I think after doing this for 10+ years and writing 500+ treatments, I’m probably more Chat GPT than Chat GPT when it comes to just being able to ‘do it’ without really having to think about the process.

It’ll definitely catch up and I’m pretty sure you’ll one day be able to feed it a few old treatments and a brief, it’ll spit out something that feels a lot like ‘one of your treatments’. That said, what are you actually getting then? The director’s vision? Or ChatGPT’s vision based on who knows what. You may as well just invite ChatGPT to come and direct the commercial, because if the director’s not even creatively in control of the project anymore, what are they actually doing?

But I think there’s huge potential for using platforms like Midjourney for image generation and design. There’s always been this frustrating thing in advertising where an agency sends over a load of refs, and basically says, we want the same but different, but can’t really define ‘different’ because there’s no real medium to demonstrate that without actually going ahead and making the commercial! So this could really help in terms of communicating an idea more accurately – which I think is a great thing in terms of winning pitches.

I also think this question broaches something else too, that a lot of the treatment ‘writing’ process isn’t actually in the writing. I can write something down VERY quickly, but the biggest challenge in every job comes in the thinking – whether it’s thinking about scene ideas, or just some super inspired way of presenting an idea, or even just finding exactly the right word (there’s ALWAYS a right word). thinking takes time… it’s the things that come to you in your sleep after writing all day, or while you’re riding on your motorbike to lunch. It’s not all sitting at a desk bashing a keyboard… that’s about 10% of what I actually do.  

What are your predictions for the future of AI in advertising?

I think ultimately generative AI will be able to replace 90% of the production process. It sounds fanciful, but we’ll ultimately be able to have it generate shots the same way as we can ask Midjourney to draw us ‘a portrait of Barack Obama in medieval armor fighting an army of orcs with a lightsaber. If you can accept that that’s already a thing, it’s not hard to see that being able to do that with video is not as far away as you might think.

That said, someone still has to have that idea or come up with the prompt, so the expertise is going to shift in much the same way it has for coders. You no longer need to write code, but you need to know how code works and be able to architect the programme you want for a specific purpose. 

I’m not sure there’ll ever be a point where you can tell AI ‘make me a Coca Cola commercial’, purely because of the fact that while that will almost certainly be technically possible, the commercial you made would lose any meaning at all.
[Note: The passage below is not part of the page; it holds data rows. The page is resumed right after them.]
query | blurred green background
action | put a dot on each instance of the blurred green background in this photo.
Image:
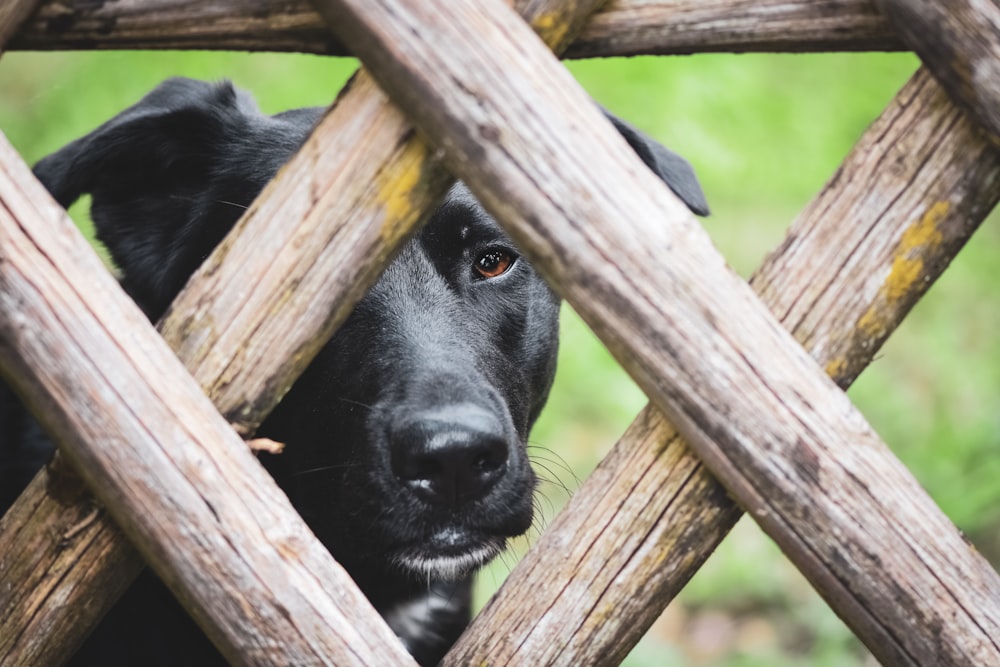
(764, 132)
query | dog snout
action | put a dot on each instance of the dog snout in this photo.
(449, 456)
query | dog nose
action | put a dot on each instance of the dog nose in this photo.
(449, 456)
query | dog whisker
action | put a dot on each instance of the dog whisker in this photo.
(312, 471)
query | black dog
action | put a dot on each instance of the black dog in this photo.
(406, 436)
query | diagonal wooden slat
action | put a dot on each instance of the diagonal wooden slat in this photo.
(183, 486)
(958, 41)
(53, 589)
(870, 244)
(622, 28)
(775, 430)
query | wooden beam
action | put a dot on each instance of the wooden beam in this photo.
(158, 456)
(622, 28)
(852, 265)
(958, 41)
(54, 589)
(758, 411)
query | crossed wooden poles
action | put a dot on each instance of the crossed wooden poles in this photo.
(754, 411)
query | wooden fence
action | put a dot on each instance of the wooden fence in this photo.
(739, 410)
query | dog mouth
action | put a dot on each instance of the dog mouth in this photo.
(449, 554)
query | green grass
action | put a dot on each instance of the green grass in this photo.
(764, 132)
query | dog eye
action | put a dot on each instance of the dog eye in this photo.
(493, 263)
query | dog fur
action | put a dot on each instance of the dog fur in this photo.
(406, 436)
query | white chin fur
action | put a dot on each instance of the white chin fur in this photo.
(449, 567)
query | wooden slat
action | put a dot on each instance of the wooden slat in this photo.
(958, 41)
(623, 27)
(173, 474)
(760, 413)
(329, 247)
(852, 265)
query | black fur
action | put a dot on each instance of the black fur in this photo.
(405, 437)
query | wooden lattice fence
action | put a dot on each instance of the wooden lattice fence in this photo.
(755, 412)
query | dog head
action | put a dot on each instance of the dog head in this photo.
(406, 435)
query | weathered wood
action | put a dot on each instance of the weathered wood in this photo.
(623, 27)
(172, 473)
(647, 27)
(49, 540)
(362, 181)
(862, 252)
(958, 41)
(760, 413)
Any other competitor could churn out commercials at the same quality and rate too. To have any kind of edge at all, you’d still need incredible creativity, which is pretty much just like now.

How roles will shift though, and what this will mean for the value of certain roles and how that’ll influence things like fees, plus the prestige of working on high end commercials… remains to be seen! 

 

 

Arran Igoe has been writing advertising treatments for over 10 years. Having started his career in London working with Music Video & Commercials Production House, Pulse Films, he quickly went on to become a Senior Creative Producer working as a freelancer across the industry both agency and production side. To this day he’s written over 500 treatments, including for some of the most iconic commercials of modern times, and 2 Super Bowl spots! He currently works on a freelance basis, remotely based, travelling the globe while offering writing, creative, script development and project consultancy services to Advertising Agencies, Production Companies, and Direct to Brand.